Hoogtevrees op sommige EU-woningmarkten
De Europese Centrale Bank (ECB) publiceerde zopas een update van haar waarderingsmaatstaven voor de woningmarkten in de landen van de Europese Unie (hoewel niet langer in de EU, wordt ook het VK meegenomen). De meest recente becijfering heeft betrekking op het vierde kwartaal van 2021, met uitzondering van Oostenrijk, België, Finland en Ierland, waar het laatste cijfer nog het derde kwartaal betreft. De ECB becijfert vier maatstaven van over- of onderwaardering die respectievelijk zijn gebaseerd op: (1) de price-to-income ratio, (2) de price-to-rent ratio, (3) een bond-yield-to-rental-earnings ratio en (4) een econometrisch model. De becijfering op basis van een model wordt veelal als de meest betrouwbare gezien. De modelbenadering raamt een evenwichtsprijs aan de hand van fundamentele determinanten (inkomen of bbp per capita, rente, woningvoorraad,...). Wanneer de effectief opgetekende woningprijs daarvan afwijkt, wijst het model op een onder- of overwaardering.

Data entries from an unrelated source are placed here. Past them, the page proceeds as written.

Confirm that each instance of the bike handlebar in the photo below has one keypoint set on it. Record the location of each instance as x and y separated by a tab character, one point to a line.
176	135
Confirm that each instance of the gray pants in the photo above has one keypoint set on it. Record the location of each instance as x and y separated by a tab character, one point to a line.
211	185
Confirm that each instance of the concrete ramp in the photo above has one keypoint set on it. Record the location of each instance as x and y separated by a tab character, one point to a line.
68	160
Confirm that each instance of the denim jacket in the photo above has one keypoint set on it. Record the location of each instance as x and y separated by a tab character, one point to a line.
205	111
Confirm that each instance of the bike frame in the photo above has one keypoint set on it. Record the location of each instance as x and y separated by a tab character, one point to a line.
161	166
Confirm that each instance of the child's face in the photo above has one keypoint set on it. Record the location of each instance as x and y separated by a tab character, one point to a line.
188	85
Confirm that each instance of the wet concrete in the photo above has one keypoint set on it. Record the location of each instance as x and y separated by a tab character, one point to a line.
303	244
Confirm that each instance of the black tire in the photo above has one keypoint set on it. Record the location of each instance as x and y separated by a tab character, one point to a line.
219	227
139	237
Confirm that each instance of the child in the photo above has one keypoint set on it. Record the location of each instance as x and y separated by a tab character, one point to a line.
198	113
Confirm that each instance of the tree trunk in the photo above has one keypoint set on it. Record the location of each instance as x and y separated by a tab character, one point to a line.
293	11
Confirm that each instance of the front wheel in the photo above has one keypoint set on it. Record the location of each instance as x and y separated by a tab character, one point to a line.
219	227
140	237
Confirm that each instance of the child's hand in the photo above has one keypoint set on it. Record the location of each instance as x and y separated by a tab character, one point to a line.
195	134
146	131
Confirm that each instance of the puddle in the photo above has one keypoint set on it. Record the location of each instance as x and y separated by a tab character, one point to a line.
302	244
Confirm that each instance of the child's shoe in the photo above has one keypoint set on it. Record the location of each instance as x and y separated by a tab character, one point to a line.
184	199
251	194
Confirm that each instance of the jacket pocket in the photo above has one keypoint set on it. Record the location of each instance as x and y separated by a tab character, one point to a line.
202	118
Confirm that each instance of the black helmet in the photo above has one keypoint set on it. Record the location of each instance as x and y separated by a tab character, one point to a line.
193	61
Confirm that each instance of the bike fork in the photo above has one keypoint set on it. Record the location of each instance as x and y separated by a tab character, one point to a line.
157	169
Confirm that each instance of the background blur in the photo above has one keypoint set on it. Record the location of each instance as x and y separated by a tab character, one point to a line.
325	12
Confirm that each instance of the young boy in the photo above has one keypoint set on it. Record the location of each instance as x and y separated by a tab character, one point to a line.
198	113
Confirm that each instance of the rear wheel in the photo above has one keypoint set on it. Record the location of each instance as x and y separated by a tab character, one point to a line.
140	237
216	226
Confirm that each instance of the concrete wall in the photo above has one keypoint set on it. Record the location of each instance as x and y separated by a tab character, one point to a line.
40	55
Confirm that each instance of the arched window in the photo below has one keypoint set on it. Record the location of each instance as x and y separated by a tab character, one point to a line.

Figuur 1 rangschikt de EU-landen (inclusief het VK) naar de situatie op hun woningmarkt, van meest overgewaardeerd tot meest ondergewaardeerd, zoals tot uiting komt in de modelbenadering (gemiddelde, minimum en maximum van de vier maatstaven worden eveneens ter info getoond). Vooral in Luxemburg (+44%), Zweden (+42%) en Tsjechië (+35%) wijst het ECB-model (maar ook de andere benaderingen) op een forse overwaardering op het einde van 2021. Verder is ook in het VK (25%), Duitsland (20%) en Oostenrijk (18%) de door het model geraamde overwaardering vrij hoog. Voor België ligt de modelraming van de ECB met +5% opvallend lager dan wat andere instellingen, waaronder de NBB en KBC Economics, als overwaardering naar voren schuiven (en ook lager dan het eurozone-cijfer van +7%). Aan het andere uiterste van het spectrum vinden we Roemenië (-33%) en Malta (-36%) waar de woningmarkt, althans volgens het ECB-model, fors is ondergewaardeerd.
Duurdere markten
Figuur 2 toont de ontwikkeling van de over- of onderwaardering, gebaseerd op het ECB-model, tijdens de twee jaren van pandemie. Eind 2021 lag het aldus berekende cijfer inzake over- of onderwaardering in 21 van de 28 landen hoger dan eind 2019. In 6 landen (Tsjechië, het VK, Duitsland, Nederland, Portugal en Slowakije) was dat zelfs 10 procentpunten of meer hoger. Op de meeste woningmarkten bleven de prijzen de voorbije twee jaar, ondanks de zware impact van covid-19 op de economie, sterk stijgen. Dat de markten in moeilijke economische omstandigheden toch in goeden doen bleven, was te danken aan de lage rente en aan de inkomenssteun die getroffen burgers tijdens de pandemie konden genieten. Dat ondersteunde de betaalbaarheid van vastgoed. De combinatie van lage rente en onzeker economisch klimaat wakkerde bovendien de vastgoedinteresse van investeerders aan. Naast de aanhoudend sterke vraag was de prijshausse van de voorbije twee jaar in heel wat landen ook toe te schrijven aan de trage aanpassing van het woningaanbod.
Het fors oplopen van de overwaardering en het hoge niveau ervan in sommige (hierboven vermelde) landen doet de vraag rijzen of de markt er niet oververhit geraakt. De vrees voor een ‘zeepbel’ is terecht, maar of, en zo ja wanneer, dit in de betrokken landen tot een prijscorrectie zal leiden, valt moeilijk te voorspellen. Wij gaan er alleszins wel van uit dat de prijsdynamiek dit en volgend jaar in de meeste EU-landen zal verzwakken, maar positief blijft. Gezien de momenteel erg hoge inflatie, zullen de woningprijzen in reële termen (d.w.z. gecorrigeerd voor de algemene prijsstijging) allicht wel afnemen. De verwachte afkoeling volgt op de aan de gang zijnde rentestijging en de minder gunstige economische conjunctuur en toenemende onzekerheid als gevolg van de oorlog in Oekraïne. Er is evenwel een kans dat de nominale woningprijzen toch forser dan verwacht blijven stijgen, bijvoorbeeld gedreven door een aanhoudende interesse vanwege investeerders. Indien zo, dan houdt dat voor sommige landen het risico in van een (sterke) marktcorrectie ergens in de toekomst.